Adapted from the recipe for Silwood Snoek Pate in the timeless classic The Complete South African Fish and Seafood Cookbook by Alicia Wilkinson. Most of the pages of this  book are available for preview at google books but it's worth buying just for the comprehensive guide at the back that explains all the types of fish in our waters, gives their other names (of which there are a myriad), their locations, characteristics and suitable cooking methods. Quite handy indeed.

  • half a left-over smoked snoek from the braai
  • 30ml lemon juice
  • 1 handful parsley, finely chopped
  • small bunch chives, finely snipped
  • 100ml fresh cream ( or add more if your half- snoek happens to be quite big)
  • 3 tablespoons butter, melted
  • salt and freshly ground black pepper
  1. Skin the fish and starting from one end, pick off the meat and carefully pick out every single bone (the problem with snoek is that they are spindly things and likely induce a need for the Heimlich manoeuvre at the dinner table which is something that we try to avoid as it is not very classy at all).
  2. Place all the ingredients in a food processor and blitz like crazy. The special thing about this pate is it's light and smooth texture. Add a little more cream if you want it a bit smoother. Season to taste. 
  3. Place in ramekins or a pretty crock and refrigerate for at least two hours to firm up. Serve with flat breads and a sprig of parsley.
* If you don't have a food processor or care for one- lightly flake the snoek with a fork, and add less cream and butter, and maybe some crunchy bits like tiny celery cubes or cucumber cubes. The result won't really be a pate- but it will still fit on a cracker and taste scrumptious. 

Flat breads

These bad boys are easy to make, and impressive. The recipe is adapted from an article by Matt Preston in Delicious Magazine. I like the bread. But I don't understand how someone can Braai with a necktie on (quizzed expression on face).

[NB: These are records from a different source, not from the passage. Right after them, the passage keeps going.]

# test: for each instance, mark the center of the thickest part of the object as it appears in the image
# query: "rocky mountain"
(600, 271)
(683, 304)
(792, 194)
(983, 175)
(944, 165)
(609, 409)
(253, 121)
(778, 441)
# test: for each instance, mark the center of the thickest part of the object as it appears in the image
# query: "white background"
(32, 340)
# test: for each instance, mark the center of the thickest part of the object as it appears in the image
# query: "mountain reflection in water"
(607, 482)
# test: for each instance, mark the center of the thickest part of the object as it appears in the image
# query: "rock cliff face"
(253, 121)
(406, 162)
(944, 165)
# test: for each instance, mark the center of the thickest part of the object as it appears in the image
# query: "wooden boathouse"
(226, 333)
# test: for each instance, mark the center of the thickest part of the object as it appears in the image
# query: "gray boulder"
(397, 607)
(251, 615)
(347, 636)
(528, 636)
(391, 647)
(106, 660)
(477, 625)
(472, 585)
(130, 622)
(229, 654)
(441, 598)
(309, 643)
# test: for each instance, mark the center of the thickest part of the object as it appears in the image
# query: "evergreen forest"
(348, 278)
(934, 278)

He makes his flatbreads on his 'barbeque'- a gas affair that doesn't hint at flames or coals. I don't really see the point so I make mine on my floured stove surface or under a hot grill where they pop up a bit like pitas. Which is cool. 

  • 500g cake flour
  • 1/2 teaspoon baking powder
  • 140ml milk
  • 65ml olive oil
  • 2.5ml salt
  • lukewarm water
  1. Sieve flour, baking powder and salt together. Add olive oil, milk  and enough lukewarm water to make a nice stretchy dough. 
  2. Knead for about 8 - 10 minutes until pliable and elastic. Place aside in an oiled bowl to rest for at least forty minutes. 
  3. I have one of those flat what-you-mcall-it? stovetops. Man. The ones that look glassy and get red rings under to show they're hot. Anyway. If you have one of these, heat it up, if you don't think your stove plate can deal with getting flour on it, then heat up a plain frying pan. 
  4. Break off balls of dough the size of a gobstopper (Don't you hate how recipes always say walnut-sized balls? Like we all have walnut trees in our gardens to measure by.) and roll them out really thinly. Now dust your stove plate with flour and place the thinly rolled dough on top. You'll see it go all funky and get bubbly. Thats what we like. Don't fret if the flour burns, it's yum and tastes like it came off a grill in North Africa somewhere ( I like to imagine). Turn until browned on both sides.Set aside. Before serving, heat up in the oven for a bit if you fancy. 
  5. Break of double- sized chunks of dough and roll them out to about a 1/2 cm thickness. Pop on a baking tray dusted with flour and place under your hell- hot grill, only about 8 cm or so from the top. 
  6. Don't go away (ahem, yes, I did and returned in two minutes to a kitchen filled with acrid- smelling smoke). The dough will puff up and brown in a minute or two, turn over with tongs and allow the other side to brown. That's all folks.